J'ai toutefois pu constater, au cours des auditions que j'ai conduites, qu'il n'existait aucun consensus pour s'engager dans cette voie, ni parmi les professionnels, ni parmi les administrations compétentes. Pour beaucoup, le maintien d'une autorité de régulation ad hoc est non seulement indispensable pour protéger efficacement les vendeurs et acquéreurs, mais c'est aussi le moyen de préserver l'image très positive dont jouissent les maisons de vente françaises à l'étranger. En d'autres termes, un système de régulation plus rigoureux, en ce qu'il garantit la sécurité des ventes et prémunit contre les fraudes, peut aussi constituer un avantage comparatif dans un marché mondial très compétitif.
Je vous propose donc d'approuver, dans ses grandes lignes, la réforme du système de régulation proposée par nos collègues.

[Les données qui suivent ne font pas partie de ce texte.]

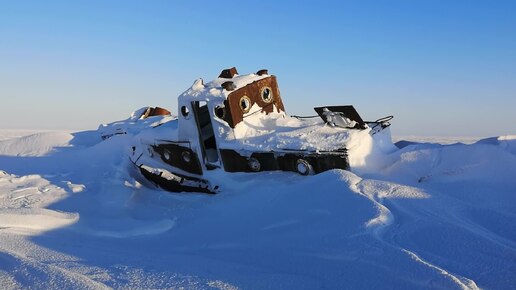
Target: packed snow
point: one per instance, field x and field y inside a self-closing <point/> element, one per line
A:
<point x="426" y="215"/>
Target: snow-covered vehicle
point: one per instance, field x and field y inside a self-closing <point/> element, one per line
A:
<point x="238" y="123"/>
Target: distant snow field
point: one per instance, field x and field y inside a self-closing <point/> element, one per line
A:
<point x="441" y="213"/>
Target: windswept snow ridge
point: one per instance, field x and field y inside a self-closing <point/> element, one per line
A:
<point x="423" y="216"/>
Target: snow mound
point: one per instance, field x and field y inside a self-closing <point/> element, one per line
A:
<point x="424" y="216"/>
<point x="38" y="144"/>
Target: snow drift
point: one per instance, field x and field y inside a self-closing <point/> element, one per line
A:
<point x="424" y="216"/>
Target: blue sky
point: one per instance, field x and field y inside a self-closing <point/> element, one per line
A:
<point x="445" y="68"/>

En particulier, il ne me paraît ni choquant ni contraire à nos principes constitutionnels ou au droit européen que les professionnels deviennent majoritaires au sein du collège du Conseil des maisons de vente. Les modalités d'élection des représentants de la profession devront être définies par voie réglementaire, conformément aux objectifs fixés par la proposition de loi, qui me paraissent tout à fait opportuns afin que les petites maisons de ventes, notamment celles qui sont établies en province, soient convenablement représentées à côté des géants du secteur.
Je vous proposerai néanmoins de recentrer les missions du Conseil sur ses fonctions de régulation, et de préciser ou clarifier son organisation interne, ainsi que les prérogatives et les règles de fonctionnement de ses différents organes. Par ailleurs, je vous proposerai plusieurs amendements visant à poursuivre la modernisation de la régulation des ventes aux enchères, dans l'esprit de la proposition de loi et en plein accord avec son auteure. Ces diverses mesures complémentaires sont largement inspirées des différents rapports qui ont été remis sur le sujet. J'ai choisi de ne retenir que celles qui font l'objet d'un large consensus, afin de ne pas retarder l'adoption de cette proposition de loi par des dispositions susceptibles de faire polémique ou de heurter certains intérêts.